Tuesday, March 29, 2011

Yankee imperialist running dogs

WHY HAVE old school communists, loathsome tyrants and bad guys (real and fictional) corned the market on the best quotable putdowns? From simple observations to truisms to insults, they always seem to have the edge.

Like perpetually being on the losing side of a “Yo Mamma” joke contest, us nice folks keep coming up short. It’s embarrassing. Oh, sure, we in the West come up with gems like “The Arsenal of Democracy” or “Remember the Alamo” or “Mr. Gorbachev, tear down this wall” or “I have but one life to give for my country.” And we congratulate ourselves for sloganeering profundities like “Hope you can believe in” or “Give peace a chance” or even “Shit happens.”

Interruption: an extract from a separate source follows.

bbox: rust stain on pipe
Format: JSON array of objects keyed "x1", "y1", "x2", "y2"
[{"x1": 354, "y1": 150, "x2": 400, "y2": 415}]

But none of these sayings hold a candle to Chairman Mao’s “Political power grows out of the barrel of a gun.” KA-POW! Take that you miserable – wait for it – "running dogs of capitalism," yet another saying sourced to Mao. Don’t you hate when a Russian Marxist revolutionary like Vladimir Lenin is on the record – forever – for saying, “A lie told often enough becomes the truth?” He’s right, and there’s no getting around it. And then there is Joseph “Uncle Joe” Stalin, WWII’s version of Darth Vader. Where does an ex-peasant who was drunk on vodka half the time go to learn immortal but bloodcurdling zingers like “One death is a tragedy; one million is a statistic” or “Gratitude is a sickness suffered by dogs.” Yikes.

Even despotic flunkies have gotten into the act. During China's Boxer Rebellion, a minor Chinese official succinctly expressed his disdain for foreigners: "Take away your missionaries and your opium and you will be welcome." The speechless Britisher on the receiving end of that brief obviously “got served” big-time. Oh, and on your way out, just disregard all of those “Yankee Go Home” placards, another anti-West slogan that has endured the test of time.

And who can forget Saddam Hussein’s timeless pledge to wage “The Mother of all Battles” against us in the first Gulf War. True, we kicked his butt and turned his phrase into a punch line. But Saddam words are hopelessly part of our vernacular now, right? Rhetorically, heads he wins, tails we lose.

Which brings us to our latest tormentor: Muammar Muhammad al-Qaddafi. Now that we’re bombing his desert nation back to the proverbial Stone Age, the “Mad Dog of Libya” has taken to calling us the “Crusader, Colonial Aggressors.” Happily, this doesn’t ring like, say, “Yankee imperialist running dogs.” Maybe we’ll get lucky and Qaddaffi’s words won’t stick to the sands of time like those of his fellow despots.

Let’s face it, when it comes to rhetorical putdowns, tyrants do it better. So, I guess we in the West will just have to live with being despised as the “foreign devils” as the price of our freedom – and our right to “make love, not war” slogans.